Icomera US Inc., an EQUANS subsidiary based in Bethesda, Md., will improve Wi-Fi reliability and speed for riders of Amtrak’s Pacific Surfliner, which runs on a 351-mile coastal rail route through San Diego, Orange, Los Angeles, Ventura, Santa Barbara and San Luis Obispo counties and serves 27 stations.
“Based on the historic performance of similar passenger Wi-Fi upgrades across intercity fleets, the [Pacific Surfliner] upgrades will allow 35%-52% more devices to connect to the onboard network, delivering 34%-48% more data per trip,” reported Icomera, which will implement its X-Series Mobile Gateway system.
“We know the importance of providing stable Wi-Fi for our passengers,” said Donna DeMartino, Managing Director of the Los Angeles–San Diego–San Luis Obispo (LOSSAN) Rail Corridor Agency, which oversees the Pacific Surfliner service. “Whatever the purpose of their travel, the ability to stay connected truly is invaluable.”
SBCTA, in collaboration with Metrolink, on Feb. 22 began train testing along the nine-mile, five-station Arrow passenger rail corridor—also known as the Redlands Passenger Rail Project—which is slated for launch this summer.
The $359.7 million project was initiated by SBCTA and Metrolink in 2014, and will link the San Bernardino Transit Center and the University of Redlands (see map above). It is funded through federal ($86.0 million), state ($164.6 million) and local ($109.1 million, including Measure I) sources.
Three low-floor FLIRT DMU (diesel multiple-unit) trainsets from Stadler US Inc. will operate on the Arrow corridor. SBCTA placed the order in September 2017, and the first unit left Stadler’s Salt Lake City, Utah, manufacturing facility in November 2021. Each FLIRT offers 116 seats and additional standing room for 120 passengers. The design complies with Federal Railroad Administration Alternative Vehicle Technology (AVT) requirements for shared-use (passenger/freight) corridors, and meets Federal Transit Administration Buy America requirements.
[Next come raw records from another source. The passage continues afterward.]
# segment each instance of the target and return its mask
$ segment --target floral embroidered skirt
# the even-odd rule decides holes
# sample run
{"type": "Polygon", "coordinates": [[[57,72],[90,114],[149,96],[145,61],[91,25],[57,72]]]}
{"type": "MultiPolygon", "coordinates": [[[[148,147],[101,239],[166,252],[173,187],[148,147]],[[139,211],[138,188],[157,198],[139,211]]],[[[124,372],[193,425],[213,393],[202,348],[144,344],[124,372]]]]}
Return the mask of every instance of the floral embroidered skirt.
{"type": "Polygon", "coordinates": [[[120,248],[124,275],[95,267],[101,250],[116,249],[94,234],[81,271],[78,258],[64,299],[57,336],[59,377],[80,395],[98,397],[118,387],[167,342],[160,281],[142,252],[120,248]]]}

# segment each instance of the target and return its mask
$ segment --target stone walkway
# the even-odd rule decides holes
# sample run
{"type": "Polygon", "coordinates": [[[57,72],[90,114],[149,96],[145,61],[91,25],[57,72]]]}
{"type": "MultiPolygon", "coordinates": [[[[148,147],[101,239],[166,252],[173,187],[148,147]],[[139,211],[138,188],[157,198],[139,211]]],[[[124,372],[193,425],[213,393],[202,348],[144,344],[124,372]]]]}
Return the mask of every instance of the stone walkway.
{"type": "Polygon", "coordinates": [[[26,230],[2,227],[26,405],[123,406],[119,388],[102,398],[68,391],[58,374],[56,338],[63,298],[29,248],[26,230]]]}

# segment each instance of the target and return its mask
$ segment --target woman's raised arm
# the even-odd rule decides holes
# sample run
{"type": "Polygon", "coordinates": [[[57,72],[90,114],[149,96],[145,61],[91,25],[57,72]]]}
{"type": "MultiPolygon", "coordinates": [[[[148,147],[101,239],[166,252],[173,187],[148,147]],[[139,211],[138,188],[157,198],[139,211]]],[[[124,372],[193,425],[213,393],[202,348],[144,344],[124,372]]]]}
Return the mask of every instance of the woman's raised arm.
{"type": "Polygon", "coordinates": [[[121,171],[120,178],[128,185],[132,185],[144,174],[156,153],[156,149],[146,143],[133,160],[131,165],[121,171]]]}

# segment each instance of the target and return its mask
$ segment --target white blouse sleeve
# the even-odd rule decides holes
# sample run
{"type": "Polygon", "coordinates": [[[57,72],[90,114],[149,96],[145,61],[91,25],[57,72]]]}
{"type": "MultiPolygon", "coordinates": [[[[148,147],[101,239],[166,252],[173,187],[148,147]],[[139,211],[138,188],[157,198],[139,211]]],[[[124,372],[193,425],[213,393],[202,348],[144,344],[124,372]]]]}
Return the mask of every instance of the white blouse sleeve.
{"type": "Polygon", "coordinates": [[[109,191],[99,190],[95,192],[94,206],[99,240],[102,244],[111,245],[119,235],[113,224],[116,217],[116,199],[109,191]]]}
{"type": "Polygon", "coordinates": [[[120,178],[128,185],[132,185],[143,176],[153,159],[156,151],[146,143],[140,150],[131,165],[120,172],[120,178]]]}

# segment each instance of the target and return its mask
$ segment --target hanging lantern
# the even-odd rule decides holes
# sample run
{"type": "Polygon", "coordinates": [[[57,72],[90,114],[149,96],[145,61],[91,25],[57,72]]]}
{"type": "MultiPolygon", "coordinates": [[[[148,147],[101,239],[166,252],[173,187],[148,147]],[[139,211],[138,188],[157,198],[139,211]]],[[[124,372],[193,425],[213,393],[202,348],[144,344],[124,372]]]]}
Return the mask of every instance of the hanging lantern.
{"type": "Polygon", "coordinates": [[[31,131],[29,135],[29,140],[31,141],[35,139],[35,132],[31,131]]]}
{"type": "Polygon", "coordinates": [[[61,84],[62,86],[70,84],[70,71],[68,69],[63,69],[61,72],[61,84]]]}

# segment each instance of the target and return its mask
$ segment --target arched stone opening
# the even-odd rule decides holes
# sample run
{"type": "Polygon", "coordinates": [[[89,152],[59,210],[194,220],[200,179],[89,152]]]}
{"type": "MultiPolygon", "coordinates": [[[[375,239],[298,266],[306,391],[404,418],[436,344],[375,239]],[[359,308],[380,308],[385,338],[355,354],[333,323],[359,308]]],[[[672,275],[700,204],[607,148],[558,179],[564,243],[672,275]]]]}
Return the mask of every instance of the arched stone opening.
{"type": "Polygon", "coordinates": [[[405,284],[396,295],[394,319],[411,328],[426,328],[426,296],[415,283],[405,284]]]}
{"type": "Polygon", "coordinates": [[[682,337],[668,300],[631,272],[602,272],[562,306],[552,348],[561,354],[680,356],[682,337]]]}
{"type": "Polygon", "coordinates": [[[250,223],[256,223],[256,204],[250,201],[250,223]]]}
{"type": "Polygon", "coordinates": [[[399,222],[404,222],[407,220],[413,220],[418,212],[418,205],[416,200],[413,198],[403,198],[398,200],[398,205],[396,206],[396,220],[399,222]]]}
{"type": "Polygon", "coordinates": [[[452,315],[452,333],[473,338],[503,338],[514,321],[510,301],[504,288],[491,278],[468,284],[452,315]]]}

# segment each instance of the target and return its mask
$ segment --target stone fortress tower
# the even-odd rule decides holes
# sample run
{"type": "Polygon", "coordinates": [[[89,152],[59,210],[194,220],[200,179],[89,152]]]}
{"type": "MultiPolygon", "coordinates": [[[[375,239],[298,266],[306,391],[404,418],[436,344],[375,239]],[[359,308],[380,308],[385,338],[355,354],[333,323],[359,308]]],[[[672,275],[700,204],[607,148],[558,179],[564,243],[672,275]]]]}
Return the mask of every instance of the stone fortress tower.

Additionally, SBCTA and Stadler in 2019 signed the first-ever contract to supply a hydrogen-powered train for the U.S.—the FLIRT H2, currently in development in Stadler’s Switzerland headquarters and expected to be introduced on the corridor in 2024.
Both Metrolink and FLIRT DMU trains will be used for testing the Arrow corridor tracks, grade crossing signals, and communications systems until revenue service begins. Testing will occur weekdays during daytime hours; however to accommodate slower speed testing and avoid longer delays for motorists, there will be two days of overnight testing from 7:30 p.m. to 6:30 a.m. with both Metrolink trains (scheduled for February) and DMUs (scheduled for March), according to SBCTA.
Southern California Regional Rail Authority, which operates Metrolink, will run the Arrow service, maintain the rail vehicles, and provide dispatching and maintenance-of-way services. During the morning and afternoon peak commute hours, trains are expected to operate every 30 minutes. During non-commute or off-peak hours, trains will operate every 60 minutes. Weekday and weekend service is planned to begin at 5 a.m. and run until 10 p.m. In addition to standard passenger rail service, the Metrolink regional/commuter rail express train will be extended to serve the Redlands-Downtown Station with limited-stop service to and from Los Angeles during the peak commute hours.